やって来たのはあのバカ王子であるロベルトさまの叔父にあたるフィリップさま。御年21歳である。まあこれも例にもれずイケメンですよ。しかも自分がイケメンだってわかってて武器にしてるタイプ。
現国王の一番下の弟で、実質親と子供ほど年が離れてるのよね。第一王子である王太子のユーリさまと同い年で、よき友…らしい。あと臣籍降下をしているんだけどその年で婚約者がいない変わり者な元王子として評判だ。顔は良いからより取り見取りらしいんだけどね。実際のところは遊んでるとか遊んでないとか情報が錯綜しててよくわかんないけども…。
まあ今まで会ったことなかったから本当の所はどんな人物なのかはわかんないんだけど、アレの血筋だと思うと…ねえ?

「これはこれは手痛い反応だ。味方もいない、自国でもない、そんな場所であんな騒ぎになったというのにその態度がとれるとは…。ハイドワーフの姫は現状がお分かりでないらしい」

またしても高い所から見下すように鼻で笑われた私は、どこかでブチッと何かが引きちぎれる音を聞いた。そして目の前の男に掴みかかろうとするも、二人の間にある鉄格子がガシャンと音を鳴らしてそれを拒んだ。

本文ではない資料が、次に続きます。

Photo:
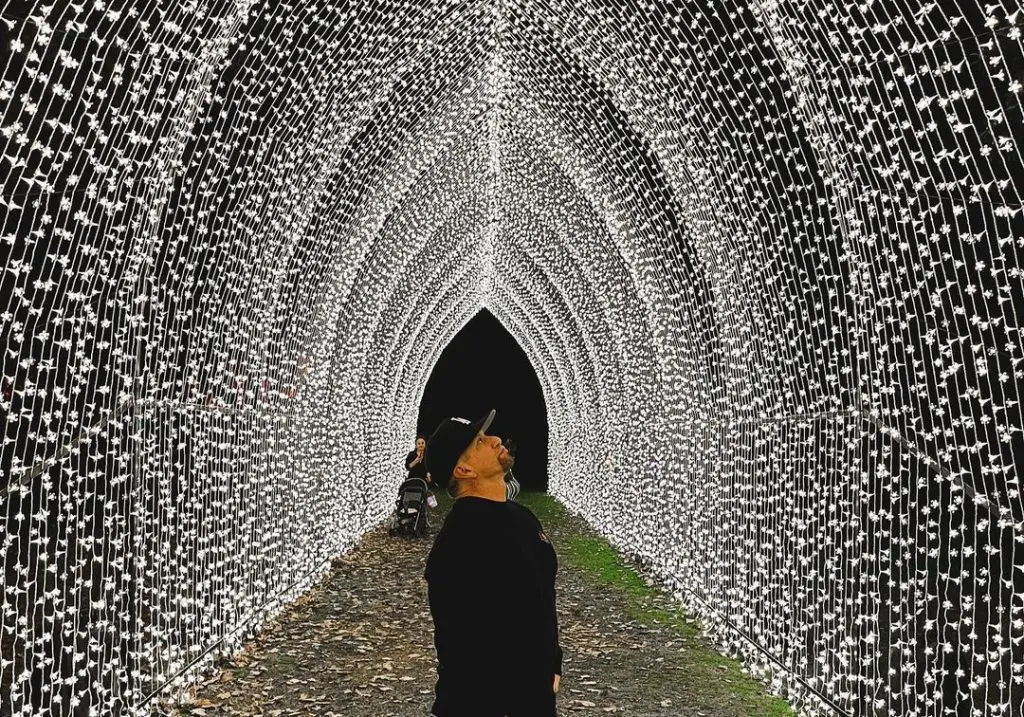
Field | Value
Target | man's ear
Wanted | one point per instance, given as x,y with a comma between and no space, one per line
463,471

そう、この部屋には目立つところに鉄格子がある。窓はもちろんはめ殺しで、ラピ〇タでヒロインが呪文をつぶやいて石が光った時に入れられていた部屋の窓みたいに格子状になっている。
そして何よりも唯一の出入り口である扉の前に、もう一つの壁のように鉄格子があるのだ。ここまで言えばもう誰にでもわかるだろう。この部屋は豪華な部屋のように作られているが、実のところ貴人を押し込んでおくための牢屋なのだ。

「あら、私にあれだけの事実無根なことをしてきた人の親族が、よくもまあそんなことを言えますね?私が国にこれまでのことを報告していないとでも?」

私はドワーフと人間、双方にとって私は重要な人物(とされているはず)なので、日ごろから何かあってはいけないと監視の魔道具を持たされているのだ。つけた人以外には取り外し不可能の物をね。
心臓が止まらない限り使用者が危険だと感じた時、不快だと感じた時、ありとあらゆる強い感情を抱いた時にそれは発動するようになっている。もちろん記憶の戻る前の人形のようなハイドワーフにでも反応するような高性能なやつ。異世界ってすげー!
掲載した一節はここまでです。